18 août 2009
Depuis le début de l’année entrent en application diverses mesures optées dans la Loi de Modernisation de l’Économie (LME). Après avoir fait évoluer les conditions de créations d’entreprises avec notamment la mise en place du statut de l’auto-entrepreneur, le ministère de l’Économie, de l’Industrie et de l’Emploi a fait publier un décret au journal officiel du 20 décembre 2008, instaurant une aide à l’embauche pour les Très Petites Entreprises.
Cette nouvelle aide est réservée aux TPE, entreprises de moins de 10 employés, et concerne toutes les embauches réalisées avec un contrat à durée indéterminée mais également toutes les embauches à durée déterminée supérieure à 1 mois.
L’aide octroyée est calculée via un coefficient appliqué à la rémunération mensuelle et peut atteindre un maximum de 180 euros par mois pour un employé au SMIC.
Cette aide n’est octroyée que si dans les six mois précédant l’embauche, l’entreprise n’a pas procédé à un licenciement économique sur le poste bénéficiant de cette aide. Elle ne doit pas non plus avoir rompu de contrat de travail avec l’employé bénéficiant de cette aide dans les six derniers mois.
Elle sera octroyée sur une base trimestrielle par le Pôle Emploi, l’organisme issu de la fusion de l’ANPE et de l’UNEDIC. Pour plus d’informations, vous pouvez consulter le dossier réalisé par l’URSSAF sur le sujet.
19 janvier 2009
La Loi de Modernisation de l’Économie a pour but de simplifier les démarches de création d’entreprises.
Le statut d’auto-entrepreneur simplifie et facilite la création d’entreprise. Ce nouveau statut ne remplace pas ceux existants, il complète les possibilités de création d’entreprises. Mais en plus de la création de ce nouveau statut, la LME a amendé ceux existants afin de les moderniser.

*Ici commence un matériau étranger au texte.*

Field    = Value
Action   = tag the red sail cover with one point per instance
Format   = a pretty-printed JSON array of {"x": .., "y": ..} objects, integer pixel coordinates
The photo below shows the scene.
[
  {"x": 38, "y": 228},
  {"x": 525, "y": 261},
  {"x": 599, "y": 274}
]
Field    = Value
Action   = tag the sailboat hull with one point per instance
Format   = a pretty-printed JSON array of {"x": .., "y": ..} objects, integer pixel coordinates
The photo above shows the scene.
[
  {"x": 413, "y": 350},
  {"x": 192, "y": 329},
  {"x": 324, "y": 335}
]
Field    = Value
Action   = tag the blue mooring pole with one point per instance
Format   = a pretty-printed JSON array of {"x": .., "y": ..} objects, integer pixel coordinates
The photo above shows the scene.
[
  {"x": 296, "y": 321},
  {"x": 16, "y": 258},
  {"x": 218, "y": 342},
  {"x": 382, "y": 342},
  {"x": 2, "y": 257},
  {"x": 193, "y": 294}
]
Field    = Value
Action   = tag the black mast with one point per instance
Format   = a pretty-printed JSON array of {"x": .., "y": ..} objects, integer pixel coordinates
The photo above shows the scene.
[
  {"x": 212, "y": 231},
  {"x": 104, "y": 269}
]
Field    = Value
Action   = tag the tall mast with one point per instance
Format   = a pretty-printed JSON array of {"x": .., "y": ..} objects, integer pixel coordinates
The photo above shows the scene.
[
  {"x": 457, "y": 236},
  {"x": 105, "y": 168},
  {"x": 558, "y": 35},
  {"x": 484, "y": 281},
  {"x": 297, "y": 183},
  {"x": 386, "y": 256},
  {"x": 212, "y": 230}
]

C’est le cas pour les EURL. La LME modifie les EURL afin que, quand l’associé unique assume personnellement la gérance ou la présidence, celles-ci ne soient plus tenues d’insérer un avis d’immatriculation au Bulletin officiel des annonces civiles et commerciales.
Ces statuts, que vous pouvez consulter sur le site de l’APCE, permettent de réduire les taches administratives à réaliser pour créer une entreprise uni-personnelle à responsabilité limitée.
19 novembre 2008
La semaine de l’entreprenariat se poursuit et les nouvelles continuent de tomber.
Alors que Frank Provost recevait hier le prix de l’entrepreneur 2008, Hervé Novelli mettait en ligne un site d’informations concernant le statut d’auto-entrepreneur, statut qui entre en vigueur le 1er janvier 2009.
Le statut de l’auto-entrepreneur, créé par le biais de la « Loi de Modernisation de l’Économie » (LME), a pour but de faciliter l’entreprenariat.
Ce statut permettra à tout un chacun de créer une entreprise rapidement et simplement. Parmi les simplifications apportées on peut noter que:
- les diverses déclarations nécessaires, seront, pour ce statut, simplifiées et, pour certaines, seront même supprimées.
- les calculs des charges sociales et impôts sur le revenu seront eux aussi simplifiés.
- les auto-entrepreneurs bénéficieront également d’une exonération de TVA.
Ils bénéficieront de bien d’autres facilités que je vous invite à découvrir sur le site sus-nommé.
Ce statut sera conservé par les entreprises dont le chiffre d’affaire sera inférieur à 32 000 euros HT.
Afin de vous tenir toujours plus au courant, nous avons contacté le cabinet de M. Novelli.
Nous avons ainsi appris qu’en l’espace de 24 heures, le site a enregistré plus de 3000 demandes d’informations concernant le statut d’auto-entrepreneur. À peine lancé, ce site suscite déjà un très fort intérêt.
On nous a également informé que durant les semaines à venir, le site se verra enrichi par de plus en plus de documents, liens, et contacts qui faciliteront les démarches des futurs entrepreneurs. Nous invitons les personnes intéressées à garder un œil sur ses évolutions.
Si certains doutaient de la volonté que peuvent avoir les Français d’entreprendre, les voilà rassurés. Cette mesure semble bien partie pour être un franc succès… à condition que les différents services publics concernés soient, le moment venu, prêts à répondre aux questions des futurs entrepreneurs.